A bit of financial economics
NOTE: The present notebook is coded in R. It relies heavily on the tidyverse ecosystem of packages. We load the tidyverse below as a prerequisite for the rest of the notebook - along with a few other libraries.
\(\rightarrow\) Don’t forget that code flows sequentially. A random chunk may not work if the previous have have not been executed.
library(tidyverse) # Package for data wrangling
library(readxl) # Package to import MS Excel files
library(latex2exp) # Package for LaTeX expressions
library(quantmod) # Package for stock data extraction
library(highcharter) # Package for reactive plots
Context
We have not talked about macro finance until now.
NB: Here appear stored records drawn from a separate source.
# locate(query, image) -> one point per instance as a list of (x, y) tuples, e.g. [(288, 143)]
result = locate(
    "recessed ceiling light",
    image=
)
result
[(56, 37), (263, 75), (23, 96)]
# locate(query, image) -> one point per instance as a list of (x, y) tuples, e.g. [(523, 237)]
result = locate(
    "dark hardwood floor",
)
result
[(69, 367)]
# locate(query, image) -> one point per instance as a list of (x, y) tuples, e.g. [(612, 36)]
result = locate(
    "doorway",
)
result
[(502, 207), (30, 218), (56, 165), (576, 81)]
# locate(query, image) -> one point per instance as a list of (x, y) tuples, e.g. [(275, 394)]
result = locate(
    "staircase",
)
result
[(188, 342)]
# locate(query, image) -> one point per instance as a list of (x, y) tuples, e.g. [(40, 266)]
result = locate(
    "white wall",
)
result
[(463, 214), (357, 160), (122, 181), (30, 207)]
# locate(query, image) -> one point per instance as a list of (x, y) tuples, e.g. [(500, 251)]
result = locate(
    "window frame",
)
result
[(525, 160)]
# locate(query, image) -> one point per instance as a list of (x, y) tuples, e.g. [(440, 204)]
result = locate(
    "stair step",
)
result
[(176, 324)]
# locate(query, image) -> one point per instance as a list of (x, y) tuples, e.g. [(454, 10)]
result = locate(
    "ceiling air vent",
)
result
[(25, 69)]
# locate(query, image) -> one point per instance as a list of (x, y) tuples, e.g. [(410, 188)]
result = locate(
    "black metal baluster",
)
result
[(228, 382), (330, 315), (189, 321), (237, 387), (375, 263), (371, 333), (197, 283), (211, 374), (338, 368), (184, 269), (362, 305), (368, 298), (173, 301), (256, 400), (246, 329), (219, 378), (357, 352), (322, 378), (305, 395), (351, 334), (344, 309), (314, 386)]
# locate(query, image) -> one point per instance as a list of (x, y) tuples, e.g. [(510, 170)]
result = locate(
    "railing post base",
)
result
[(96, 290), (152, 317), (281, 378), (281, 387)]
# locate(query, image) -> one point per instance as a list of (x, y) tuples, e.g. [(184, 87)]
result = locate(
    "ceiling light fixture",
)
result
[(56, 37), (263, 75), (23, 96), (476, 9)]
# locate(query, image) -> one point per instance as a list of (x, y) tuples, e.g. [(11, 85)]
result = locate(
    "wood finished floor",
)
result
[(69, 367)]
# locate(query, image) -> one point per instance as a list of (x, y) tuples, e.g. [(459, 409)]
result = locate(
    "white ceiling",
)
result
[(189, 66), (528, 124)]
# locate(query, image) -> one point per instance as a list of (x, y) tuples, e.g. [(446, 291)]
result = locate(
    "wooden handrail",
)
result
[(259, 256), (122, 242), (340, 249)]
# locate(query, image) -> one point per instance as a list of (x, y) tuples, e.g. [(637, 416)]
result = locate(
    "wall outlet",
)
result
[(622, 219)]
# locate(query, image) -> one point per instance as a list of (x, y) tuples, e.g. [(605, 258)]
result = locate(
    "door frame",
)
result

One important reference is exactly Macro Finance by Cochrane. It reviews many models, most of which are based on the Euler formula \(\mathbb{E}[M_tR_t]=0\), where \(R_t\) is an excess return and \(M_t\) is a so-called stochastic discount factor. Cochrane mentions several sub-streams of the literature that invoke various concepts, such as habits, disaster, long-term risks, heterogeneous preferences, etc.
A demand-based model
Here, rather, we follow another route. We present the ideas of A Demand System Approach to Asset Pricing.
A primer on mean-variance choice
In Finance, since the seminal contribution of Markowitz, the paradigm for portfolio choice is that of mean versus variance. Anyone should seek to minimize variance for a given level of average return, or, equivalently, to maximize the return for a given amount of risk.
In financial terms, this can be written as: \[w^* = \underset{w}{\text{argmax}} \ \left\{ \underbrace{w'\mu}_{\text{average}} - \frac{\gamma}{2} \underbrace{w' \Sigma w}_{\text{variance}} \right\},\] where \(\gamma\) is the risk aversion parameter: the higher it is, the more the focus is set on minimizing risk. The above expression can be viewed as a maximization of expected utility.
Now, there is an additional constraint on \(w\): it should sum to one because most investors can only invest the money can have (i.e., 100% of it) - not more; and usually not less as well (sub-optimal). Some institutions, like hedge funds, can use short-selling to benefit from leverage, but this can lead to risky positions.
Hence, we seek to solve \[w^* = \underset{w}{\text{argmax}} \ \left\{ w'\mu - \frac{\gamma}{2} w' \Sigma w \right\}, \quad s.t. \ w'1=1\] where vectors are used whenever it is obvious, as in \(w'1=1\): the first 1 is a vector. The Lagrangian is
\[L(w)=w'\mu - \frac{\gamma}{2} w' \Sigma w + \lambda(w'1=1)\] so
\[\frac{\partial L}{\partial w}=\mu - \gamma \Sigma w+\lambda 1=0 \quad \Leftrightarrow \quad w^*= \gamma^{-1} \Sigma^{-1}(\mu + \lambda 1), \tag{1}\] and \(\lambda\) is chosen so that the budget constraint is saturated. Note that the two components are well-known: \(\Sigma^{-1}\mu\) is (proportional to) the portfolio that maximizes the Sharpe ratio whereas \(\Sigma^{-1}1\) is the minimum variance allocation (up to a scaling factor).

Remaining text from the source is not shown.